Mahindra is Ssangyong's preferred bidder


South Korea's troubled Ssangyong Motor named Mahindra and Mahindra, India's top utility vehicle maker, as its preferred buyer in a deal that reinforces the growing clout of emerging market automakers.

SUV maker Ssangyong, which is in bankruptcy protection, said Mahindra had been chosen after making the highest bid and securing financing plans, though declined to disclose the offer price.


Sources told Reuters last week that Mahindra was willing to pay up to $400 million to acquire a majority stake in Ssangyong as it seeks to become a major global utility vehicle maker.

Analysts say the deal will help Mahindra quickly build a worldwide footprint as the Korean maker of the Rexton and Kyron SUVs and the Chairman luxury sedan also exports to Russia, Europe, China, and the Middle East.

"The biggest attraction for Mahindra would be Ssangyong will give them quick and easy access to global markets," said Ahn Soo-woong, an analyst at LIG Securities.

Automakers from emerging markets such as India, South Korea and China have become increasingly important on the global stage in recent years.

Korean market leader Hyundai Motor was a clear winner during the global crisis, stealing market share and growing profits as U.S. rivals struggled to survive.

China's Geely completed its purchase of Volvo cars from Ford Motor this month, while Mahindra and Tata Motors fought in 2008 to buy luxury brands Jaguar and Land Rover.

India's Ruia group, which also bid for Ssangyong and was named a reserve bidder, purchased tyremakers Dunlop and Falcon Tyres.


Shares in Ssangyong dropped 8 per cent on Thursday amid uncertainties over the deal as it struggles with about 740 billion won ($626 million) in debt and needs fresh capital to increase investment.

The stock plunged by the daily limit of 15 per cent on Wednesday after Renault-Nissan pulled out of the bidding earlier this week, raising concerns that it may fail to find a buyer.

"There is uncertainty whether a deal could be reached. Mahindra wouldn't want to overpay but Ssangyong may need more than what Mahindra proposes to survive," said Jung Mee-kyung, an analyst at Korea Investment & Securities.

The deal, if agreed, will mark a third change of main shareholder for Ssangyong.

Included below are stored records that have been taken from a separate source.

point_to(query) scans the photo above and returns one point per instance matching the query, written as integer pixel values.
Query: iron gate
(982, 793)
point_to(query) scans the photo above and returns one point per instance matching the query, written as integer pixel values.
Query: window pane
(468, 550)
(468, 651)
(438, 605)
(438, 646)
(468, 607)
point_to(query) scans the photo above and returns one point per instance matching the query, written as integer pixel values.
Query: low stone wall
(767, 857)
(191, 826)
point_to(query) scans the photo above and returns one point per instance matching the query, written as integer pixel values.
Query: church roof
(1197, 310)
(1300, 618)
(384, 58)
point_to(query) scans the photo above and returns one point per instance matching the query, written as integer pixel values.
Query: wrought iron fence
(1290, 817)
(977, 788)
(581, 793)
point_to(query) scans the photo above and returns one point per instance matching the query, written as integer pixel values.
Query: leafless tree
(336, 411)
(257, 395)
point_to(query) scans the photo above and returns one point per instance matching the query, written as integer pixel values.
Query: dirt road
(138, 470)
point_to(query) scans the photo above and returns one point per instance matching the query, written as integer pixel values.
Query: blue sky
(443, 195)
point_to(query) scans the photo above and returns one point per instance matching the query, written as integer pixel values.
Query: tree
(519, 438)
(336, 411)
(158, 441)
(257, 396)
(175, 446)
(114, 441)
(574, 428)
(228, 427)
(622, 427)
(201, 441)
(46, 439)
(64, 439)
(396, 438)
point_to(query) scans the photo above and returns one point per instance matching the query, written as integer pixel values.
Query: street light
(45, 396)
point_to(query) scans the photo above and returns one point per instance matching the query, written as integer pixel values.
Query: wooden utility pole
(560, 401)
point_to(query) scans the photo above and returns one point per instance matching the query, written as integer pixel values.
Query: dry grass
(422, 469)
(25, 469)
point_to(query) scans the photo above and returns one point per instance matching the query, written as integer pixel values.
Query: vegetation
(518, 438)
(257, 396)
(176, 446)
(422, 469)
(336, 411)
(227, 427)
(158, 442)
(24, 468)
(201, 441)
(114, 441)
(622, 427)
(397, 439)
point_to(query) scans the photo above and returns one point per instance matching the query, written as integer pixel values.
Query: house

Now defunct Daewoo group took over the company in 1998 and Ssangyong was sold in 2004 to China's top automaker SAIC Motor Corp, but both failed to grow the automaker to challenge Hyundai.

Ssangyong set the deadline for a binding offer for the company on Tuesday and three groups including Mahindra, India's Ruia Group and South Korea's Young An, which owns a bus making unit, submitted proposals to buy the cash-strapped auto company.

Ssangyong said the final acquisition price would be decided in October after due diligence and plans to close the deal in November.

Analysts say Ssangyong, which has been under court-led restructuring since early 2009, hammered by one of the industry's worst downturns, may also help Mahindra develop technology and add to its vehicle line up.

After a dismal 2009 and nearly two months of strikes to block layoffs, Ssangyong has been recovering fast under a court-led restructuring.

The company has about 2 per cent of the Korean auto market but its sales more than trebled in the first seven months of this year to 43,811 vehicles.